When panelist Tom Fox responded bluntly, “Just say, ‘No,’” audible groans could be heard from some of the 900 sisters. Fox, who is the publisher of National Catholic Reporter, seemed to be taken aback by this reaction, and he scrambled to recover.
“What I mean by that is that you are who you are, and you can’t say anything other than ‘Yes’ to who you are. You cannot,” Fox said. “So how that ‘Yes’ is made, or how you say ‘No’ to abuse and misunderstanding and misrepresentation is something left to determine.”
Fox and another panelist, Jamie Manson, who writes the column “Grace on the Margins” for the Reporter, both made it very clear in their presentations that they expect the LCWR sisters to lead the reform of the Catholic Church that they desire.
“It is very, very important for you to know that you are the most prayerful, most experienced, most professional, most loved and most creative women to sit under one roof at any time in history,” Fox said in his presentation. “And you must understand the obligations and responsibilities that that entails. … You are speaking for the future, and you are speaking to give us hope.”
Manson said that young people want to be “tied to the Catholic tradition, but not in the way the Vatican would have us: You know, in extreme orthodoxy and obedience.” So, if the sisters “give in” by accepting the reform, “only the most radically orthodox of young adults would be interested” in such a Church, she said.
The assembly’s keynote speaker, Barbara Marx Hubbard, struck the same note in responding to the panel.
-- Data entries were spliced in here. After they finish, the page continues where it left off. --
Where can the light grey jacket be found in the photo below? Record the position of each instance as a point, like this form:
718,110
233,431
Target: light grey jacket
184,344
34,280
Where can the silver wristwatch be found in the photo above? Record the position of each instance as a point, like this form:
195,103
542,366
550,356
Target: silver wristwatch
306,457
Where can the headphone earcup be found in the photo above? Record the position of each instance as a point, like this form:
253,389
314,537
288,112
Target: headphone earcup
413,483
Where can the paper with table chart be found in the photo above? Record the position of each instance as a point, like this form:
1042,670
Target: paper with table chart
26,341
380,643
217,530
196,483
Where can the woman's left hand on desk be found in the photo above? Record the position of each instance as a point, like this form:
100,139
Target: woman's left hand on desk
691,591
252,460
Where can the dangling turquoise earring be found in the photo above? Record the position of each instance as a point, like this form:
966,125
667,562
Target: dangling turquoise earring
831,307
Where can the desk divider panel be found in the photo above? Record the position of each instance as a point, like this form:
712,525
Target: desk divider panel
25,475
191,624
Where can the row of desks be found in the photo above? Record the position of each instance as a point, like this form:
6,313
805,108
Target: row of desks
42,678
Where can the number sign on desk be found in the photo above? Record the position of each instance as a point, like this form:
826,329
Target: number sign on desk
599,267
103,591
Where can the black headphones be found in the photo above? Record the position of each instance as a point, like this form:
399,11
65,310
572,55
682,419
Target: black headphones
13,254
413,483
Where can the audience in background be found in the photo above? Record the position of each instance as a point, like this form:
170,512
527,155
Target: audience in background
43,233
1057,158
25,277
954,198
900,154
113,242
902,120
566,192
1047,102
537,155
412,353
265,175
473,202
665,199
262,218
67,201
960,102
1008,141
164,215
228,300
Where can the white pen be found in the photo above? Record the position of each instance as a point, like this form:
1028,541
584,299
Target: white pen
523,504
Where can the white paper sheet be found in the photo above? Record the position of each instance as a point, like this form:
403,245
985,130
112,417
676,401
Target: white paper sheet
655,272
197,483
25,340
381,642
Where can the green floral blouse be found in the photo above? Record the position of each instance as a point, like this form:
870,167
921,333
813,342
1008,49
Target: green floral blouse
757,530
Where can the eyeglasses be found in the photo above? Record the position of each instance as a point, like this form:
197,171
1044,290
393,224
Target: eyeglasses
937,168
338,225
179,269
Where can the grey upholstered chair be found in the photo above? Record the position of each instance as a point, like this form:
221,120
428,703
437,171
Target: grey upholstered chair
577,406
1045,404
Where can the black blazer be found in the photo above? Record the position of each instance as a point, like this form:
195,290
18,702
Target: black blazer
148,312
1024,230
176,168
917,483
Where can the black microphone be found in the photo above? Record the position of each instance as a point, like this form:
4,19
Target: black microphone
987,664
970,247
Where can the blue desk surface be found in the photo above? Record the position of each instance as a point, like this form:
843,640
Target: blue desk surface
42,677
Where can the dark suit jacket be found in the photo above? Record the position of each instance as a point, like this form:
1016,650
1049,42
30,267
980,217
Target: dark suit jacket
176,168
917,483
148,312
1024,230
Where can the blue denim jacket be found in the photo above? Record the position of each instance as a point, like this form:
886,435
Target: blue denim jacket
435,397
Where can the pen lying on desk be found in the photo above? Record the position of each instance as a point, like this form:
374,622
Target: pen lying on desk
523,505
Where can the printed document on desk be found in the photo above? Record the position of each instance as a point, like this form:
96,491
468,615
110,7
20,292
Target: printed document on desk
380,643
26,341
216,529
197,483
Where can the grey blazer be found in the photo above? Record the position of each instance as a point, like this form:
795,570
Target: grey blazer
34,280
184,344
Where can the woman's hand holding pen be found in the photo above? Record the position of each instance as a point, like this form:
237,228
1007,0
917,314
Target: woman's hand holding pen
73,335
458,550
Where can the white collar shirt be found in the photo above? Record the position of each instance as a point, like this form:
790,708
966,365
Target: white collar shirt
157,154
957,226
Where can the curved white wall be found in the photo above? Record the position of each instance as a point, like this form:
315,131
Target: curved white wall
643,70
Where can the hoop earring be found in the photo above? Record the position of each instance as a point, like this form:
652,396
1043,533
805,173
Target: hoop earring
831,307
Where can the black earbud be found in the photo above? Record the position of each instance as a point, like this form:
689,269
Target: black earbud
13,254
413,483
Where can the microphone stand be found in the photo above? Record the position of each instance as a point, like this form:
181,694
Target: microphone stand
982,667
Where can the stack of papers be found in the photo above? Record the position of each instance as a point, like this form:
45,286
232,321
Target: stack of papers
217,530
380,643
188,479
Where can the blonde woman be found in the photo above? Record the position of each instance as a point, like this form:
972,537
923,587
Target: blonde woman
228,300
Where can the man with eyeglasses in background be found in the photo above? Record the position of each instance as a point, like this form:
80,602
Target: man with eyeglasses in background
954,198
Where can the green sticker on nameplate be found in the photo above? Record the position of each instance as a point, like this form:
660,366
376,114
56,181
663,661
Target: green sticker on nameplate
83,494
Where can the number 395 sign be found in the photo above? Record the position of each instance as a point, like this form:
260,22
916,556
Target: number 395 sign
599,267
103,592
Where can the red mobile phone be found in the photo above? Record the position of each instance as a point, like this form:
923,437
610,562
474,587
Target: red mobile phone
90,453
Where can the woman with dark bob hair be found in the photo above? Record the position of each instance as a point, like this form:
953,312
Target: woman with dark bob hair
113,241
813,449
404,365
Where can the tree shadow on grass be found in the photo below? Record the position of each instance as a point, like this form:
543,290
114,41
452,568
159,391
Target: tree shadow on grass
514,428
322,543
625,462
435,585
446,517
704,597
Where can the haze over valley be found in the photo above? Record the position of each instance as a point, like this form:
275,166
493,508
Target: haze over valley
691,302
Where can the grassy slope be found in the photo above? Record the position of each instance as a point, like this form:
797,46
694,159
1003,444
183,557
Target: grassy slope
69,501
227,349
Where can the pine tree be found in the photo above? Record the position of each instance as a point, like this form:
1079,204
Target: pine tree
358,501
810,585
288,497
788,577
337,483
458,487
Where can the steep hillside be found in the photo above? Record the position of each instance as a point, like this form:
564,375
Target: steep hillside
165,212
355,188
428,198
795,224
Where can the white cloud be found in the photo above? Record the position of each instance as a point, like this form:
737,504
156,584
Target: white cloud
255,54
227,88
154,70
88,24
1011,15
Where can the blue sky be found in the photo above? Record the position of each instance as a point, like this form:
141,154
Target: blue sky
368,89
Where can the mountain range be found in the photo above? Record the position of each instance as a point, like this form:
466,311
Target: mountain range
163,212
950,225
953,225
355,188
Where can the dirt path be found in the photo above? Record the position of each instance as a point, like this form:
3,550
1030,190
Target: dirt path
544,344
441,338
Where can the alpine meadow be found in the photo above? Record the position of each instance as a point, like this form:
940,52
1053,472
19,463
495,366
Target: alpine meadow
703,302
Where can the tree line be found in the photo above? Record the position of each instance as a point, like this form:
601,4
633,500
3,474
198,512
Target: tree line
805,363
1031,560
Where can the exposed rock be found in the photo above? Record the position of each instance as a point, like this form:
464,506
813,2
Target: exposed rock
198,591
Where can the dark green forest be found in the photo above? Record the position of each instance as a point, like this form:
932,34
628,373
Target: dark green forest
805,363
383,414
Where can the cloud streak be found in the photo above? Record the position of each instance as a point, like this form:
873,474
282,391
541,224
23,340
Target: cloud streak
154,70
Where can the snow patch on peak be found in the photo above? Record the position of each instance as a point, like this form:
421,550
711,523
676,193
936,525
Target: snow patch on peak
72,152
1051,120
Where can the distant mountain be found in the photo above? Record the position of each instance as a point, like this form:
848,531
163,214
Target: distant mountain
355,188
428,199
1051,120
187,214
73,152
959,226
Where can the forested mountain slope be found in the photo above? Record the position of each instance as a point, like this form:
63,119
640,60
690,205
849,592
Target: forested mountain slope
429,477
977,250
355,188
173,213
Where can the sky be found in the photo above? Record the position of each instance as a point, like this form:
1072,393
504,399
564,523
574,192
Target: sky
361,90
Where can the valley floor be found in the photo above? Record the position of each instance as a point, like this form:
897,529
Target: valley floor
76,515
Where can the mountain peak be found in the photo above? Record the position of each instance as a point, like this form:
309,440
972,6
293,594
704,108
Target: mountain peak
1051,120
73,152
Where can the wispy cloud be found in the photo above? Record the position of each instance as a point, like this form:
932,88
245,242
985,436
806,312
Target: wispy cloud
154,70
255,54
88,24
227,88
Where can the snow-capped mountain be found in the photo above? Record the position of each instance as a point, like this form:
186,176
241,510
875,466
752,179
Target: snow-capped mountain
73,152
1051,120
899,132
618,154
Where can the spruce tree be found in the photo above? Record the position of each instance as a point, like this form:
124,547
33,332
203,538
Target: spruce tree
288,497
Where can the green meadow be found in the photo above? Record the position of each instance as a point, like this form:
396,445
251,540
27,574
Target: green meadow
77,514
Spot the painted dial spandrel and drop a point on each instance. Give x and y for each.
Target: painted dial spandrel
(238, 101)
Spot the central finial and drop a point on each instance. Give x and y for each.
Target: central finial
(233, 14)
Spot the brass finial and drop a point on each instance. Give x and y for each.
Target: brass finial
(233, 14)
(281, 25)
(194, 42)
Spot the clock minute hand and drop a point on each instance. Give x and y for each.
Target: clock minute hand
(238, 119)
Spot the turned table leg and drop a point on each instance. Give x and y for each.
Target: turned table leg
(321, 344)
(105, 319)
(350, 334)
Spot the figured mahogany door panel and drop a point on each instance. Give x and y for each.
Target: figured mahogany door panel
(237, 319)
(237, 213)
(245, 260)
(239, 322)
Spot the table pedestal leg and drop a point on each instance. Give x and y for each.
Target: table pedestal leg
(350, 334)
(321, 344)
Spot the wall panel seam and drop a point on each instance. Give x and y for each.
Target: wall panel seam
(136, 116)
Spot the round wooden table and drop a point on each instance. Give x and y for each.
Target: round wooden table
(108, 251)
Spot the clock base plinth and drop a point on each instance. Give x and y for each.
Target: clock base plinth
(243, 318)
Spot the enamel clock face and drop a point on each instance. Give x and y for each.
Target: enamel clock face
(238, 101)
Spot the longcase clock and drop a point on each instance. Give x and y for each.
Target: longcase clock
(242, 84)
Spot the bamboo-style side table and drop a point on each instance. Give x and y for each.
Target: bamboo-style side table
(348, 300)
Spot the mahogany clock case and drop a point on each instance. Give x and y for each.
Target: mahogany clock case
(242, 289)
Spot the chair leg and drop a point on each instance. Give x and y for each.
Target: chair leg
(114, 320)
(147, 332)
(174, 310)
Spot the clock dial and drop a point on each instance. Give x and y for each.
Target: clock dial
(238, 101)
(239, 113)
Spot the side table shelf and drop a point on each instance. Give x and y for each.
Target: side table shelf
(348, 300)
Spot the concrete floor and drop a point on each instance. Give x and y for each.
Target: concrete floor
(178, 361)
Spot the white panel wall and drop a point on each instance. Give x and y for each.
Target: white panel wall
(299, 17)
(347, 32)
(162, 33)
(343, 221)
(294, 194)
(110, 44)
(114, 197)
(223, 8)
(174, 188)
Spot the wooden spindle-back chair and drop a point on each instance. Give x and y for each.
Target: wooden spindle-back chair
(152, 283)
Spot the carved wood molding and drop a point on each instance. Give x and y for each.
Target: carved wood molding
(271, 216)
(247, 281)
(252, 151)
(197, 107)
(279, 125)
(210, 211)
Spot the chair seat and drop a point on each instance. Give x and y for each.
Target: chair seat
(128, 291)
She told the sisters she could see a “synergistic democracy being born in your midst.” Though she espouses no particular religion, she told the assembly: “I really see you as pilgrims, as pioneers, as the future of humanity evolving our Church and our world into more that it has ever been before.”
The three sisters who presented at a press conference themed “Contemplation and Dialogue: Means of Moving Into the Future” sent mixed signals about how the LCWR might decide.
When asked to react to (former Congregation for the Doctrine of the Faith prefect) Cardinal William Levada’s comment that the years-long dialogues with LCWR about doctrinal concerns had been like having a “dialogue with the deaf,” Dominican Sister Donna Markham, a psychologist, said that one must be careful about such rhetoric, for it tends to “rupture” conversations.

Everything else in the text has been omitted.